Here are seven key factors that matter:
1. In-Stock Position
If you don’t have it, they can’t buy it. A recent survey determined that North American retailers together lose $129.5 billion in sales annually due to out-of-stocks. That’s equivalent to 4.1% of sales. Since that field includes many highly sophisticated chains with high-tech inventory systems, we have to assume that the percent of lost sales for independents is likely to be much higher. Home improvement retailers should think in terms of projects, since that’s the way customers shop. That means stocking all of the products customers will need to complete identifiable projects in stocked categories in appropriate quantities. Alternatively, they risk losing the entire sale or at least the opportunity of getting the profitable add-on sales that are needed for the project.
2. Impulse Merchandising
The main objective of every good merchant is to have their customers leave with more in their shopping cart than they came for. Costco is a master of this and has earned the reputation that “any item you go there for will cost you $300.”
An impulse purchase is defined as any purchase a customer makes which was not pre-planned or “on their list”. A 2012 Bank of Montreal study found that the average Canadian spends over $3,700 on impulse purchases a year. Impulse purchases must be seen to be bought, which means they should be prominently displayed in a main aisle, clip-stripped, adjacent to related categories, readily visible at service areas, or at the cash.
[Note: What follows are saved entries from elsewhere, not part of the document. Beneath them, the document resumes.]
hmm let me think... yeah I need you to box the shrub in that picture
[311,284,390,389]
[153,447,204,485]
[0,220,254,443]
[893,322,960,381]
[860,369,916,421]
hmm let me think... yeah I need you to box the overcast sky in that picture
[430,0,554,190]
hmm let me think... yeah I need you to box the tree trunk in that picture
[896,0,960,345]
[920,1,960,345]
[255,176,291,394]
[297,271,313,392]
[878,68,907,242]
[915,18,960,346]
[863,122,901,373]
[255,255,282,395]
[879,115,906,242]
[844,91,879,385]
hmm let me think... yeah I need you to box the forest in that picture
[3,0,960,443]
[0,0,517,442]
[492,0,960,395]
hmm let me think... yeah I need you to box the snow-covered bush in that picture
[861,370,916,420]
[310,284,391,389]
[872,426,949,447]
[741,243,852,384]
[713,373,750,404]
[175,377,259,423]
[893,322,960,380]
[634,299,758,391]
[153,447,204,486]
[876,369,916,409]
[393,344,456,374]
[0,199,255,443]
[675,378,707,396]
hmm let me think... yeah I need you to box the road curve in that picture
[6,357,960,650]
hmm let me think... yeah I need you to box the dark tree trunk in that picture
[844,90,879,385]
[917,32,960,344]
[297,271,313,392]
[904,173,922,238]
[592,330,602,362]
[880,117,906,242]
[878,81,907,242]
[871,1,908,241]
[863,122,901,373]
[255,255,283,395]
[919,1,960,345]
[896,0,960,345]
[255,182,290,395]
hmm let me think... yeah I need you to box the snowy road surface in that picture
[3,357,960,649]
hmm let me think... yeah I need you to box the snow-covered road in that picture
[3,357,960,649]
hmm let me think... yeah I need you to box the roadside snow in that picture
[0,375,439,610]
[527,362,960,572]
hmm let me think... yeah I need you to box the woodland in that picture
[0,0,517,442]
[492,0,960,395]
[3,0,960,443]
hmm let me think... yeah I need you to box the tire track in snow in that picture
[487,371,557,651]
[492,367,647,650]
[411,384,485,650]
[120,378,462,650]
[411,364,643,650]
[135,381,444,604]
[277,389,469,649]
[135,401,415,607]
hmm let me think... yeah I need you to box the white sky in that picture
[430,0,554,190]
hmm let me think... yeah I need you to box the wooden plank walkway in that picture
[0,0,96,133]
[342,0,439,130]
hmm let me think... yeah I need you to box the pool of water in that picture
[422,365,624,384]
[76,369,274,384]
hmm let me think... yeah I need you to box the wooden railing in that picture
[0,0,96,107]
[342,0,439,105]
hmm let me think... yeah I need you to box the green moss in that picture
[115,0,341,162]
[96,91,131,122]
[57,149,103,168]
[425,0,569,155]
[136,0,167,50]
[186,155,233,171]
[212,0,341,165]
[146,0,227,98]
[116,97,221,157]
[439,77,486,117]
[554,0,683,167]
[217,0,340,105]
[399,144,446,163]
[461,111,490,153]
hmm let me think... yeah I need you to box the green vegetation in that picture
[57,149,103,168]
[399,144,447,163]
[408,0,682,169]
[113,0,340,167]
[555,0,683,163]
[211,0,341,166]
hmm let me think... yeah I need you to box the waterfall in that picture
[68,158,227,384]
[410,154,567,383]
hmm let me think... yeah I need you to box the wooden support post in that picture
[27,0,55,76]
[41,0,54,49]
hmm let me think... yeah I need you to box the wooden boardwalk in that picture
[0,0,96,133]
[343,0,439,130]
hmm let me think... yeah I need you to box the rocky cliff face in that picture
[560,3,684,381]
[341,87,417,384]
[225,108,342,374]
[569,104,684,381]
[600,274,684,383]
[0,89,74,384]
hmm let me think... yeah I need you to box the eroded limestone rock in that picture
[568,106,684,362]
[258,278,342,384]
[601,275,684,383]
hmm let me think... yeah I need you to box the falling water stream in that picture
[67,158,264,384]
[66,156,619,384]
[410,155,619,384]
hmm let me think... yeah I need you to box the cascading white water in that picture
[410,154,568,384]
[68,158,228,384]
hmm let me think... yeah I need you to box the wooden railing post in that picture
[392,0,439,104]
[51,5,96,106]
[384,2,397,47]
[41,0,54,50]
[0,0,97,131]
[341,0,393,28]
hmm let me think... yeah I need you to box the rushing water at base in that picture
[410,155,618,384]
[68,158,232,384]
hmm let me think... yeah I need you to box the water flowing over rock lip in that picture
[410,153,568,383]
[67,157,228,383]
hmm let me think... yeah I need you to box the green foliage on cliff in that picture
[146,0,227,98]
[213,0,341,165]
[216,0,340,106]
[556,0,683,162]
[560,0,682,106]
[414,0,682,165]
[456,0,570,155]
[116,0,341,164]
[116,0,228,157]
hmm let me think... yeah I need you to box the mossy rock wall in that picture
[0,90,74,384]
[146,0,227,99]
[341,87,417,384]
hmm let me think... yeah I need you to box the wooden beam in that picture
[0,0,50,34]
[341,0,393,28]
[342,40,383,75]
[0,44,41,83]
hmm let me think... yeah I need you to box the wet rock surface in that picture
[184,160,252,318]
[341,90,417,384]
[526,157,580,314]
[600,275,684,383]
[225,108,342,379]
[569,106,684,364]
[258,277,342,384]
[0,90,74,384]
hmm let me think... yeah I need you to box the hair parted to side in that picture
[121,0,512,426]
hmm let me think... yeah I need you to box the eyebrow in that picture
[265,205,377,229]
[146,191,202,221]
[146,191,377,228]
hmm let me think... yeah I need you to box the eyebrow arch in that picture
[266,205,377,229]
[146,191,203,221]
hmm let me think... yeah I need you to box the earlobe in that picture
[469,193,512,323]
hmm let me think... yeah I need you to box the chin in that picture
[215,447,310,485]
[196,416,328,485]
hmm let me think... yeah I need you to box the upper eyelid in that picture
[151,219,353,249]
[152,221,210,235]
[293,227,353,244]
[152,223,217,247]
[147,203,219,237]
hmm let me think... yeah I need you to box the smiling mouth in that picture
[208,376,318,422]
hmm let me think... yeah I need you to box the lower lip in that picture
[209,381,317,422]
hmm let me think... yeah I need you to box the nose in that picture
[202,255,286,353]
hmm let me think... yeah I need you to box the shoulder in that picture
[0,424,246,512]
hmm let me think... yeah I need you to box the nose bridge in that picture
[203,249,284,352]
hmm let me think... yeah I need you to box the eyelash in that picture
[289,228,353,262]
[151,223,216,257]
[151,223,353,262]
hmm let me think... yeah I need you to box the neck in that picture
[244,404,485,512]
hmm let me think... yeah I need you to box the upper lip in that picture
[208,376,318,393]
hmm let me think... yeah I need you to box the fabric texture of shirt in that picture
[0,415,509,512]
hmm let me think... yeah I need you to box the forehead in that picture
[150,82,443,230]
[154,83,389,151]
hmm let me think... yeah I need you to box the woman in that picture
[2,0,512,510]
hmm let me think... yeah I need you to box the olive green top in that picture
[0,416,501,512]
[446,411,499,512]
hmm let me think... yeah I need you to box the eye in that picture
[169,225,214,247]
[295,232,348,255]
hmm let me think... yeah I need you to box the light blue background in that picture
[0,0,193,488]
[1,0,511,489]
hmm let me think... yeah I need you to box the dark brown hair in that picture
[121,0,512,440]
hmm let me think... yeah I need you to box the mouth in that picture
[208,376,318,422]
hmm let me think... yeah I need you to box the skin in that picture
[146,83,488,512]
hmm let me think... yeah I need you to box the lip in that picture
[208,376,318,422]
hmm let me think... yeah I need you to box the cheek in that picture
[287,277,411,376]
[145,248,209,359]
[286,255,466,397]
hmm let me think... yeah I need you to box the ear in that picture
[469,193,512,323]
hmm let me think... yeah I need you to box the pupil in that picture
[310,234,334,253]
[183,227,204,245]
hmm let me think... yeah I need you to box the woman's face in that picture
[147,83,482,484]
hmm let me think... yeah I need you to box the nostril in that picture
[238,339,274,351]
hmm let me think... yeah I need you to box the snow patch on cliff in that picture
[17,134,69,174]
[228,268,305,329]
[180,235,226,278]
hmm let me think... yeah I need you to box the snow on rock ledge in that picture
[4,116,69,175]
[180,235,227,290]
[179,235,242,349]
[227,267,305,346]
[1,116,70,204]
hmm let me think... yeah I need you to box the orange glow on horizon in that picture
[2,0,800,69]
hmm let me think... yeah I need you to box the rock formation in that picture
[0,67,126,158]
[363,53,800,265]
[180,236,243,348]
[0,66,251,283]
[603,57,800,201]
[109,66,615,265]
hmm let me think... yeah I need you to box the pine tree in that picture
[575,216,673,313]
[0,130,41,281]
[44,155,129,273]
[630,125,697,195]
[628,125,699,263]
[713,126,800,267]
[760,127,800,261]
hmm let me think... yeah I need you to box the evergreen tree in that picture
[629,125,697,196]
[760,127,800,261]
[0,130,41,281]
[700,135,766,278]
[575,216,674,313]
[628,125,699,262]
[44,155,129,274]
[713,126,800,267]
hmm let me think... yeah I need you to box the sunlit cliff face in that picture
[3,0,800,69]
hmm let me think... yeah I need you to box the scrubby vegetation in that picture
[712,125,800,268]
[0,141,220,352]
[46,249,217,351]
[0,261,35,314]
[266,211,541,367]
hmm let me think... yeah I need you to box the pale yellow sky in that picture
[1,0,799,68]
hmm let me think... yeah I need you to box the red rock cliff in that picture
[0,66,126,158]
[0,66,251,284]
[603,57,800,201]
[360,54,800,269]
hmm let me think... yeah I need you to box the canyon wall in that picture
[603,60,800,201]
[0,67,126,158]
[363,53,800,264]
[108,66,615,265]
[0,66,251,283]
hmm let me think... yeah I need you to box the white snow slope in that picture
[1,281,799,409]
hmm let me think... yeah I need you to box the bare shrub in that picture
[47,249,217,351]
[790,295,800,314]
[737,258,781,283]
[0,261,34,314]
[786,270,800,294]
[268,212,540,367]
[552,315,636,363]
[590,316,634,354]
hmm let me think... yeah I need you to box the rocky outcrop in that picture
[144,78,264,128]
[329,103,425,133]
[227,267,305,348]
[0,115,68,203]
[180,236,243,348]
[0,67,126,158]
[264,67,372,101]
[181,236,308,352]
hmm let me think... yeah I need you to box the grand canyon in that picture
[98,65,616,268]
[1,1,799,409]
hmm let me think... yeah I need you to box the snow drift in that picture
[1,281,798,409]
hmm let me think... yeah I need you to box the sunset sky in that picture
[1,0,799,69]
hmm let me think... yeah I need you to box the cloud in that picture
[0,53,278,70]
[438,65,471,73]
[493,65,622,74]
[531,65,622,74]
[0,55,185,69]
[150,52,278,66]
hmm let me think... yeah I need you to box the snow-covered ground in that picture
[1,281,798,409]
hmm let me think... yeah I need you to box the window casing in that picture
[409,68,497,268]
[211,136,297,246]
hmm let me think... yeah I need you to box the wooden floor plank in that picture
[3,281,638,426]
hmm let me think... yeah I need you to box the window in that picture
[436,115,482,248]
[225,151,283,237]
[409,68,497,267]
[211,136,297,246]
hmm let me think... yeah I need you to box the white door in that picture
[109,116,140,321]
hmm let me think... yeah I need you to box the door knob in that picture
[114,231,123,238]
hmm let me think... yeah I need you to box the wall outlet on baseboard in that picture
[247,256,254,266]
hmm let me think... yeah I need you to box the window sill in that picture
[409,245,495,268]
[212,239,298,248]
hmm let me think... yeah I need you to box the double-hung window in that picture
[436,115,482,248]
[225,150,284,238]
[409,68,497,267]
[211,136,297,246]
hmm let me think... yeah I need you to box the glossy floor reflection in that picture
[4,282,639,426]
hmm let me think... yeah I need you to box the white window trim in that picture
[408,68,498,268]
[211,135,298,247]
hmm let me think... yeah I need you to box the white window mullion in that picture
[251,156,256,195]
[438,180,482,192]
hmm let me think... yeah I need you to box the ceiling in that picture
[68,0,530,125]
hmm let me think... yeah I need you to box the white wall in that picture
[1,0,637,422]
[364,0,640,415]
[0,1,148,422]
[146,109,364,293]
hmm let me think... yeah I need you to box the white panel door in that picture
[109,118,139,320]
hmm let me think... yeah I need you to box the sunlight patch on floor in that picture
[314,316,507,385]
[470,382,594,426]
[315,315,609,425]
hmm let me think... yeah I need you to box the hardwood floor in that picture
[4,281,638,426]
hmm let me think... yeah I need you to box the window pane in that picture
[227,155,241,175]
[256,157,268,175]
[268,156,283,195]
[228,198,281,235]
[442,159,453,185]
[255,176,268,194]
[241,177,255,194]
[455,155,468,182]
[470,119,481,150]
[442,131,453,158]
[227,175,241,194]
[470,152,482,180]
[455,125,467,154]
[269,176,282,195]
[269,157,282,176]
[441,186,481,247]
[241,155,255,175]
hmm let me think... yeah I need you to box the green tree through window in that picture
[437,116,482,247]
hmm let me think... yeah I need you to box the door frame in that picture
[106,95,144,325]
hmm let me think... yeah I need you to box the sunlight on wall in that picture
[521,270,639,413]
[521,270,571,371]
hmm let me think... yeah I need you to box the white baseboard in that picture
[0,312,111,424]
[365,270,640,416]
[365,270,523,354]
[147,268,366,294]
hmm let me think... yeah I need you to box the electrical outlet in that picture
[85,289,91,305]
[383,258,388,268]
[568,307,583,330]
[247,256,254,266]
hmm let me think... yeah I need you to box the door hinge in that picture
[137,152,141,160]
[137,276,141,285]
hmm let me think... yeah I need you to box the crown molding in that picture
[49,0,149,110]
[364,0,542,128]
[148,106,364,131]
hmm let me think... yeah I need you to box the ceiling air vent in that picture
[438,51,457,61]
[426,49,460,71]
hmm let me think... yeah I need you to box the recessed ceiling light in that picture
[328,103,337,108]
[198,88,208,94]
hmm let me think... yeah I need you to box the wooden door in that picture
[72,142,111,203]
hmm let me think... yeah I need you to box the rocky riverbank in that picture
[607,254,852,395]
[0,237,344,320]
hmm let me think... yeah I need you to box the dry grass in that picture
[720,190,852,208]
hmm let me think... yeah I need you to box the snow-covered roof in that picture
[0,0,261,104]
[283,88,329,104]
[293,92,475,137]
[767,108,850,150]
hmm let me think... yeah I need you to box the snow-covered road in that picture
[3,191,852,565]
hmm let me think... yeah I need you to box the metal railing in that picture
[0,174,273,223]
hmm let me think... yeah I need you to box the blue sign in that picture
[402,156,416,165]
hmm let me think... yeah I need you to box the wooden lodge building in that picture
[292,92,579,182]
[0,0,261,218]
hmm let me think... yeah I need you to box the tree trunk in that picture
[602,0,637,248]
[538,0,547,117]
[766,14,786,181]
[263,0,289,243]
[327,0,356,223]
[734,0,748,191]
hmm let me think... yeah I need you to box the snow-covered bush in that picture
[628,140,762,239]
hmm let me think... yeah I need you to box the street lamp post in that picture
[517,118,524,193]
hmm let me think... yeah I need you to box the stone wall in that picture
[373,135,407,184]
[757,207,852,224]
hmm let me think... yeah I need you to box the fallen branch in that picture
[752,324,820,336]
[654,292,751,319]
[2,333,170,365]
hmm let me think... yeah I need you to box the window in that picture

Ideal impulse items are priced under $10 and are high margin.
I know of one hardware dealer who pulls over a million dollars a year in sales from impulse items in his main aisle. Canadian Tire does a masterful job of filling your shopping cart with items you didn’t know you needed. An 8-store chain in the US Midwest added sidewinders to all of their end caps and filled them with ‘A’ items already merchandised in the store. The average margin on these items was 10% higher than the store average. Sales of these items increased an average of 180%.
3. Attentive Sales Staff
Well-trained sales staff can have a huge impact on the average ticket. Armed with product knowledge, they should have the confidence to engage customers to learn more about the projects they are working on and suggest complimentary add-on items the customer will appreciate. One of the best categories for this is paints. A heads-up sales person can make suggestions for useful sundries while the paint is mixing. This can double the sale at margins exceeding 60% and leave the customer confident that they have all the tools they need to do the job right.
4. Handy Baskets and Buggies
Customers can’t buy what they can’t carry and will head straight for the cash when they start dropping items. A 7-store hardware chain in Florida increased the number of baskets available at the front of the store and in several other strategic locations (e.g. the Electrical and Plumbing aisles). They also asked employees to offer baskets to customers entering the store. This simple change increased the average tickets in all 7 stores and by a range of 10 to 30%.
5. Clean and Appealing Ambiance
The longer a customer stays in the store, the more they will see and the more they will buy. This makes ambiance important. A recent study determined that 93% of U.S. consumers would stop visiting a retailer if they experienced some unpleasant issue with the store. A general bad odor would drive away 78% of consumers, and dirty restrooms would deter 66% from visiting again. Clear aisles, polished floors, faced-up and dust-free merchandise all set the right tone. Adding non-intrusive background music is easy, with many services available today, and does a lot to raise the spirit of staff and customers. Make sure your signage is crisp, clear, and looks professional.
6. Encouraging Store Layout
Expose customers to as much merchandise as possible. That means moving service desks farther back into the store and running as many aisles perpendicular to the main traffic areas as possible. Costco puts its fresh foods at the back of the store for a reason, as customers need to pass by a wide array of tempting merchandise on the way in and again on the way out. Make sure products are easy to find so that the time customers have to spend in the store is most productive. That means proper directional signage and well thought out product adjacencies to encourage a more complete sale.
The last way to increase the average ticket goes back to pricing. In 1999 at the height of increasing competition from Home Depot, Toronto-based Lansing Buildall staff were defensive and gun shy about pricing and the impact of the Depot price guarantee. They decided to do a thorough price check and quickly realized that, beyond the top 100 items, they were priced lower on a wide range of items. So, they increased their prices to match on several thousand SKU’s. Not one customer noticed (at least to their knowledge) and they increased the overall margin by almost 2 points, raising both the average ticket and the bottom line. They then reassured staff they had nothing to worry about.